How Much Can Urine Tell You?
If you have ever visited a urologist for a condition or ailment, you likely have been asked to submit a urine sample. Following a quick analysis, your doctor will be able to diagnose your condition and assess your overall health simply from a urine test. But what exactly is your urologist looking for when he submits your sample to the laboratory? It turns out, a great deal of information lies within a urine sample, which can help diagnose and determine ongoing treatment. Let’s examine this seemingly standard and straightforward test to explore just how powerful a simple urinalysis can be.
What Is Urinalysis?
Urinalysis is the medical term for a test designed to examine a urine sample provided by a patient. A small amount of urine is collected and then inspected. A doctor will use several techniques to examine your urine, including a visual inspection, chemical test, and microscopic evaluation. Following a thorough test, your urologist, based out of Bryan Hospital, will be able to make a diagnosis better and suggest a suitable treatment plan. Most commonly, urinalysis is used to help determine pregnancy, diagnose infection or disease, and help determine overall health and wellness.
During a visual exam of your urine, the urologist will look at the urine to determine the overall color and consistency. By examining the urine color, a urologist will determine if there is possible blood in the urine or if the patient is dehydrated. Cloudy urine or urine that has an odor may indicate the patient has an infection.
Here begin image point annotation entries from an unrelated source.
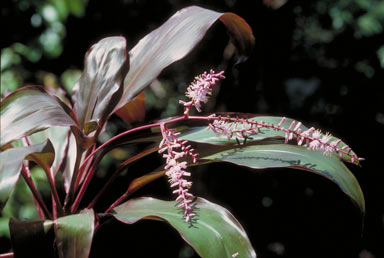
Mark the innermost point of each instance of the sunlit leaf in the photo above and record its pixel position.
(214, 232)
(11, 161)
(202, 135)
(292, 156)
(74, 234)
(175, 39)
(32, 238)
(134, 110)
(99, 89)
(29, 110)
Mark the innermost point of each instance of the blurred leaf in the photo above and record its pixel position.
(77, 7)
(99, 89)
(11, 162)
(69, 79)
(29, 110)
(74, 234)
(214, 232)
(139, 182)
(202, 135)
(32, 238)
(292, 156)
(240, 34)
(172, 41)
(10, 81)
(134, 110)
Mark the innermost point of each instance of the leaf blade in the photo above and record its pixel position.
(292, 156)
(216, 233)
(30, 109)
(74, 234)
(172, 41)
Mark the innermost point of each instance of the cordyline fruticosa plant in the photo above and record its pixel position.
(112, 78)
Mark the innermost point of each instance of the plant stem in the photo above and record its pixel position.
(91, 155)
(36, 195)
(51, 182)
(7, 255)
(119, 170)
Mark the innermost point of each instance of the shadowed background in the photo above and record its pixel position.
(320, 62)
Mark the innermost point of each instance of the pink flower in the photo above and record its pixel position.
(176, 170)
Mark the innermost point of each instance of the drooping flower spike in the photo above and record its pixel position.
(175, 149)
(200, 89)
(311, 138)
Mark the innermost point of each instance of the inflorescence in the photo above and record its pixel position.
(176, 149)
(311, 138)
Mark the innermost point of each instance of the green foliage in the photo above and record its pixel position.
(213, 233)
(63, 139)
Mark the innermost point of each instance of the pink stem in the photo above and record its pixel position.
(7, 255)
(40, 203)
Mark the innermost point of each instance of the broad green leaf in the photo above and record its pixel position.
(99, 88)
(58, 137)
(139, 182)
(29, 110)
(284, 155)
(202, 135)
(11, 161)
(74, 234)
(214, 232)
(134, 110)
(175, 39)
(32, 238)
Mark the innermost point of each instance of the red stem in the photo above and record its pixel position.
(7, 255)
(91, 155)
(36, 195)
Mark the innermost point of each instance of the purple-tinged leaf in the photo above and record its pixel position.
(11, 161)
(29, 110)
(74, 234)
(214, 232)
(99, 89)
(175, 39)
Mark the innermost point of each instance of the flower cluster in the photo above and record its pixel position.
(311, 138)
(200, 89)
(176, 168)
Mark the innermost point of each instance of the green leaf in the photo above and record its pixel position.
(74, 234)
(214, 232)
(175, 39)
(29, 110)
(11, 162)
(292, 156)
(100, 86)
(32, 238)
(202, 135)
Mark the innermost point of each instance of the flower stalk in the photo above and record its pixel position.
(176, 168)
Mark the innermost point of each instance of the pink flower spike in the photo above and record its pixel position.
(281, 122)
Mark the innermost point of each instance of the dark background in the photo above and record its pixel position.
(305, 65)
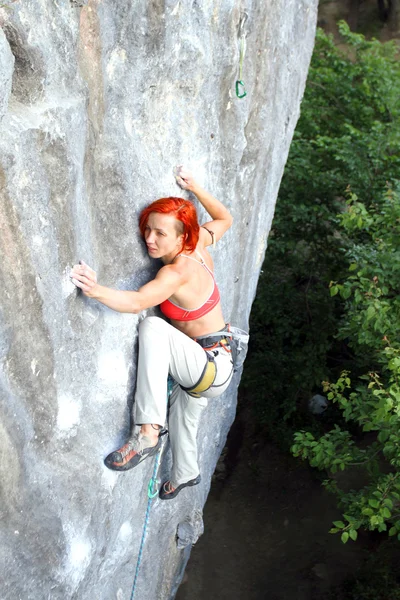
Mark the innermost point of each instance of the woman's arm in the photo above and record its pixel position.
(167, 281)
(222, 218)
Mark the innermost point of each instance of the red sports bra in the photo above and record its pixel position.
(177, 313)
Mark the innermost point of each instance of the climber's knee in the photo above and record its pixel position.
(151, 324)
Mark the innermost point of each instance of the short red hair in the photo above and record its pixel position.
(183, 210)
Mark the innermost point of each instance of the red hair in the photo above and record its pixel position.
(183, 210)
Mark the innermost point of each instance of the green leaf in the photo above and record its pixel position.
(353, 534)
(339, 524)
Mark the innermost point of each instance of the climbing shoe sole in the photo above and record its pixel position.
(131, 459)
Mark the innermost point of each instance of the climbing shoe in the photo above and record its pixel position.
(167, 492)
(137, 449)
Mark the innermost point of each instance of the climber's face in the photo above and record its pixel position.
(162, 236)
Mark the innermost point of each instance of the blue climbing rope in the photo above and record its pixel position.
(152, 491)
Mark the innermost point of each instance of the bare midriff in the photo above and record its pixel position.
(210, 323)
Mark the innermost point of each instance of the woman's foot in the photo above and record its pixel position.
(167, 491)
(137, 449)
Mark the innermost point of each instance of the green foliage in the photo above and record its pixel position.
(348, 134)
(371, 325)
(328, 306)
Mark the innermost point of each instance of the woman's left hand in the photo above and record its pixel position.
(84, 278)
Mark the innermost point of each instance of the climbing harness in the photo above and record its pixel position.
(206, 380)
(240, 88)
(152, 491)
(235, 337)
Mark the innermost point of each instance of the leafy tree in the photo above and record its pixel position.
(370, 324)
(348, 134)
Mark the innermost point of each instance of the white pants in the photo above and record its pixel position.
(163, 350)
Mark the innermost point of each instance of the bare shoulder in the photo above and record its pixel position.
(175, 271)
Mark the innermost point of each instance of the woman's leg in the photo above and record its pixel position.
(162, 350)
(184, 418)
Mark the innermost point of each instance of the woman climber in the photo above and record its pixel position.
(194, 349)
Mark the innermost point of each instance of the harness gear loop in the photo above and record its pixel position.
(206, 380)
(240, 88)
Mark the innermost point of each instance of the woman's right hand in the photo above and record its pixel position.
(184, 178)
(84, 278)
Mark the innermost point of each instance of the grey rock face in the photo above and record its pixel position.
(106, 98)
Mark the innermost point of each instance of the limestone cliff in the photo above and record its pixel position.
(98, 101)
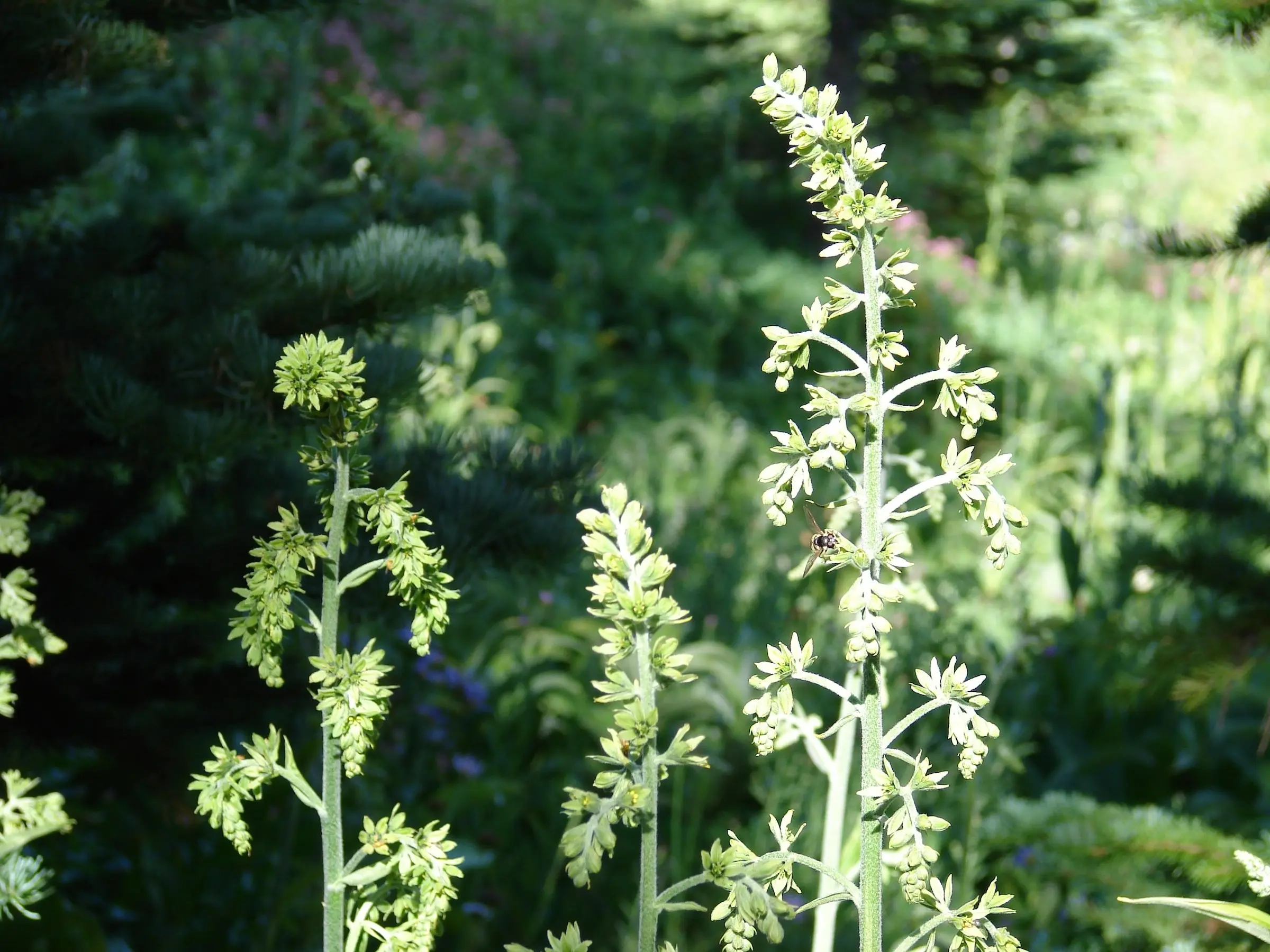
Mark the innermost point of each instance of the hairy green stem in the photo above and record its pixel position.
(835, 819)
(333, 820)
(870, 518)
(649, 771)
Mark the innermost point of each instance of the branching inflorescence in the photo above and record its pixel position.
(845, 417)
(398, 885)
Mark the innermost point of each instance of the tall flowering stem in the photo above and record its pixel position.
(639, 663)
(846, 416)
(393, 893)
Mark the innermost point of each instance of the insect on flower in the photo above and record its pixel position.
(823, 541)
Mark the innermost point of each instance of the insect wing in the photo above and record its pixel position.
(811, 519)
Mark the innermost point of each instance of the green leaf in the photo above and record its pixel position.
(1248, 918)
(360, 575)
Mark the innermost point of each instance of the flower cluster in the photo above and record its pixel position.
(418, 573)
(235, 779)
(627, 593)
(840, 162)
(276, 576)
(353, 700)
(401, 900)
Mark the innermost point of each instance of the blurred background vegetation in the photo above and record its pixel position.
(569, 230)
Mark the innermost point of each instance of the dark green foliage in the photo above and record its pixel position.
(1251, 232)
(931, 75)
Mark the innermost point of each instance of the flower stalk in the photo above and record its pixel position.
(394, 892)
(891, 781)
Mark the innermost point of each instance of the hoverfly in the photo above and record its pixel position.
(823, 541)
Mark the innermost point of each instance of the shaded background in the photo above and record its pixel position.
(573, 225)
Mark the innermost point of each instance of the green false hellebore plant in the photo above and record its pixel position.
(399, 884)
(639, 663)
(23, 817)
(892, 780)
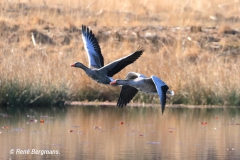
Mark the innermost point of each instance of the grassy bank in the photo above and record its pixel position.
(193, 47)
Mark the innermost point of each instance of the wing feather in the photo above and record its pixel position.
(95, 58)
(112, 68)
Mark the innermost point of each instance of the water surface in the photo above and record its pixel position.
(105, 132)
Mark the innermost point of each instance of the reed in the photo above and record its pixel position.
(193, 47)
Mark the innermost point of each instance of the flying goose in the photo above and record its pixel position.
(97, 71)
(135, 82)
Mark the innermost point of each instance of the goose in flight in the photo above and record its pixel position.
(96, 70)
(135, 82)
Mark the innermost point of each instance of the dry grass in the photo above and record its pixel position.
(193, 47)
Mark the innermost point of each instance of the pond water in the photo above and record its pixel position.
(104, 132)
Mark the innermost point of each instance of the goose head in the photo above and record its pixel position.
(77, 64)
(114, 82)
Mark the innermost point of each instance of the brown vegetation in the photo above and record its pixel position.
(193, 47)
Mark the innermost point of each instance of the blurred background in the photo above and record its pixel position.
(193, 46)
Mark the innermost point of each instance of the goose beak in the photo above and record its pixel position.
(113, 82)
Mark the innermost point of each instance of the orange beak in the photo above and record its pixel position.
(113, 83)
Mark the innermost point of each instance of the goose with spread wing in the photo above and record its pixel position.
(97, 70)
(135, 82)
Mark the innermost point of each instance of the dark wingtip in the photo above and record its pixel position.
(140, 49)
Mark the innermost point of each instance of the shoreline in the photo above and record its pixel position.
(79, 103)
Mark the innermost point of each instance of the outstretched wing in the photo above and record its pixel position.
(161, 89)
(128, 92)
(95, 58)
(112, 68)
(134, 75)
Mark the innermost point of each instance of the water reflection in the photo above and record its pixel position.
(91, 132)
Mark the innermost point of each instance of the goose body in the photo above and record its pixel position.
(135, 82)
(96, 70)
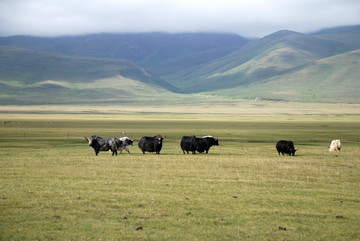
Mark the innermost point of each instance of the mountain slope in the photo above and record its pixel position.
(333, 79)
(161, 53)
(28, 67)
(257, 60)
(29, 77)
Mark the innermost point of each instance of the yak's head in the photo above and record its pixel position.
(91, 140)
(159, 139)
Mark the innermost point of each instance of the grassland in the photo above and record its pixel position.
(53, 187)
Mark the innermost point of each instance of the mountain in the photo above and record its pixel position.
(258, 60)
(284, 66)
(349, 35)
(333, 79)
(28, 76)
(160, 53)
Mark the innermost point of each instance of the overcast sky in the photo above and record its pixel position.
(249, 18)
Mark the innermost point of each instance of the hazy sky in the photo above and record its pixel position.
(249, 18)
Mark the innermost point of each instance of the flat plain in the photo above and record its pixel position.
(53, 187)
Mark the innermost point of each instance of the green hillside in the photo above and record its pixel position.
(334, 79)
(28, 67)
(261, 59)
(283, 66)
(29, 77)
(161, 53)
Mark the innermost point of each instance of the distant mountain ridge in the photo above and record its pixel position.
(220, 64)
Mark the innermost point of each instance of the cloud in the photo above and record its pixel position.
(247, 18)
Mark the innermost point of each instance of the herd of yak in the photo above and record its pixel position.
(188, 144)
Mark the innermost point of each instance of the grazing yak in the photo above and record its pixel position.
(335, 145)
(126, 142)
(205, 143)
(103, 144)
(193, 144)
(188, 143)
(285, 147)
(151, 144)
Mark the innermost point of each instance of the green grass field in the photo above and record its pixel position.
(53, 187)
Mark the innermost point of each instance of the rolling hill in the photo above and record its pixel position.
(160, 53)
(334, 79)
(30, 77)
(261, 59)
(111, 68)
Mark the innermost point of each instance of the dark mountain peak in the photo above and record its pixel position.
(339, 30)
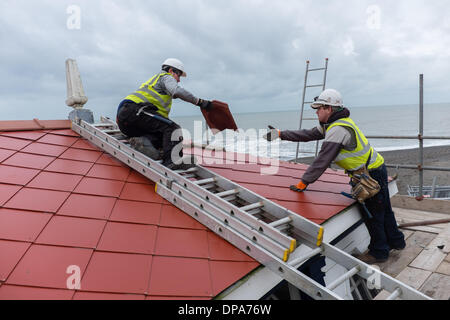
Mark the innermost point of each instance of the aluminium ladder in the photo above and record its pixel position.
(271, 234)
(305, 87)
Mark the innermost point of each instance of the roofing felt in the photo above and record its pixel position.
(64, 203)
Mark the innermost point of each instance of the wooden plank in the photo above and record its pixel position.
(413, 277)
(399, 260)
(437, 286)
(432, 256)
(419, 214)
(406, 216)
(444, 267)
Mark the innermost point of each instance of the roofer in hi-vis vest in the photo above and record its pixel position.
(144, 115)
(346, 145)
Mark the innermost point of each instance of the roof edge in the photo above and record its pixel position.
(35, 124)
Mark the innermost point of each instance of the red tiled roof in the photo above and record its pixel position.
(63, 203)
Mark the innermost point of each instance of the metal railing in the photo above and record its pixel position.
(420, 166)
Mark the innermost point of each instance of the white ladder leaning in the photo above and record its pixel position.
(264, 230)
(305, 87)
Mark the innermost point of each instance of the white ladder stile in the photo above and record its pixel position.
(239, 216)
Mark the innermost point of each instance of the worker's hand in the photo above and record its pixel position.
(204, 104)
(299, 187)
(273, 134)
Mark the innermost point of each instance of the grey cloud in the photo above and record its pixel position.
(249, 53)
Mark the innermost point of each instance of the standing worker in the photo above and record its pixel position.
(144, 115)
(346, 145)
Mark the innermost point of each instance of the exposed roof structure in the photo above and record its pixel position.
(65, 203)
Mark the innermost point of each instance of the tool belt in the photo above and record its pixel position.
(363, 185)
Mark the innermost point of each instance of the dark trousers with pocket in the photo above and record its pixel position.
(383, 230)
(161, 134)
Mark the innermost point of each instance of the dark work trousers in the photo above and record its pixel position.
(383, 230)
(159, 132)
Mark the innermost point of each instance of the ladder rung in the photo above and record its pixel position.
(227, 193)
(316, 69)
(252, 206)
(208, 186)
(190, 170)
(394, 295)
(280, 222)
(205, 181)
(111, 131)
(254, 211)
(296, 262)
(98, 125)
(343, 278)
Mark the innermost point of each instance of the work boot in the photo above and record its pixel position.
(144, 145)
(370, 259)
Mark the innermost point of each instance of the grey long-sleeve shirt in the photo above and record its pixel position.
(168, 85)
(336, 138)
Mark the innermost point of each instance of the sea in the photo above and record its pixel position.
(398, 120)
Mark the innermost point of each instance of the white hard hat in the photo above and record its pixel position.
(175, 63)
(328, 97)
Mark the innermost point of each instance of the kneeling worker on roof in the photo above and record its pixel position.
(347, 146)
(144, 114)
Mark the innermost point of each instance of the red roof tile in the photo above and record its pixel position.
(35, 124)
(136, 212)
(140, 192)
(58, 140)
(81, 155)
(6, 192)
(13, 143)
(118, 273)
(8, 292)
(187, 277)
(10, 254)
(55, 181)
(37, 200)
(16, 175)
(69, 166)
(182, 243)
(173, 217)
(72, 232)
(106, 296)
(46, 266)
(22, 225)
(222, 277)
(27, 135)
(109, 172)
(87, 206)
(44, 149)
(26, 160)
(139, 238)
(5, 154)
(79, 206)
(100, 187)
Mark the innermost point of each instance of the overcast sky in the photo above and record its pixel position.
(249, 53)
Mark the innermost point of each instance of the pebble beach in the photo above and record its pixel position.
(437, 156)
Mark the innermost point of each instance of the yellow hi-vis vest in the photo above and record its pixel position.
(147, 93)
(357, 158)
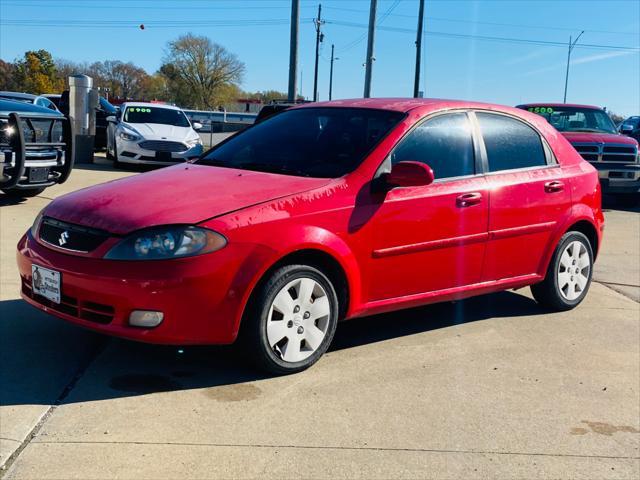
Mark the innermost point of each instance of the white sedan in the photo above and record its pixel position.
(148, 133)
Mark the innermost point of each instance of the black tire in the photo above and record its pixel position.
(24, 192)
(547, 293)
(253, 336)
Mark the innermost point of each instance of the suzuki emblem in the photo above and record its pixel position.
(64, 236)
During a chemical test, the urologist will look for specific chemical reactions that can help determine the chemical makeup of the patient’s urine. During the chemical portion of the testing, your doctor will look for several markers or indicators to help make a diagnosis. Some of the more common tests include:
- Concentration – The concentration test examines the individual particles found within the urine. If a patient has a high concentration, it can mean the patient is dehydrated.
- Acidity – Your doctor will test the pH level of your urine. Highly acidic urine could indicate a kidney condition.
- Ketones – Testing for ketones present in urine could be an early sign of diabetes.
- Sugar – Having sugar concentration in the urine may mean the patient has diabetes. In normal urine, sugar will not be present during testing.
- Protein – Although protein is normal in urine, it could suggest a kidney problem if levels are elevated.
- Nitrates – If there are nitrates present in the urine, it could signify a urinary tract infection.
- Blood – Detecting blood in the urine could be a sign of a bigger problem. Bloody urine is related to several conditions, including bladder stones, kidney damage, disease, infection, or even a blood disorder.
The remaining urinalysis will include a microscopic evaluation. The doctor will look at a small portion of your urine sample under a microscope during this test to examine individual cells. Not only will your doctor be able to detect any infection or yeast cells, but your doctor will also look at your total white blood cells and red blood cells. Having an abnormal amount of white or red blood cells in your urine could indicate an infection. Your urologist will also look for any crystals that may be present in the urine. Finding crystals could be a sign of kidney or bladder stones.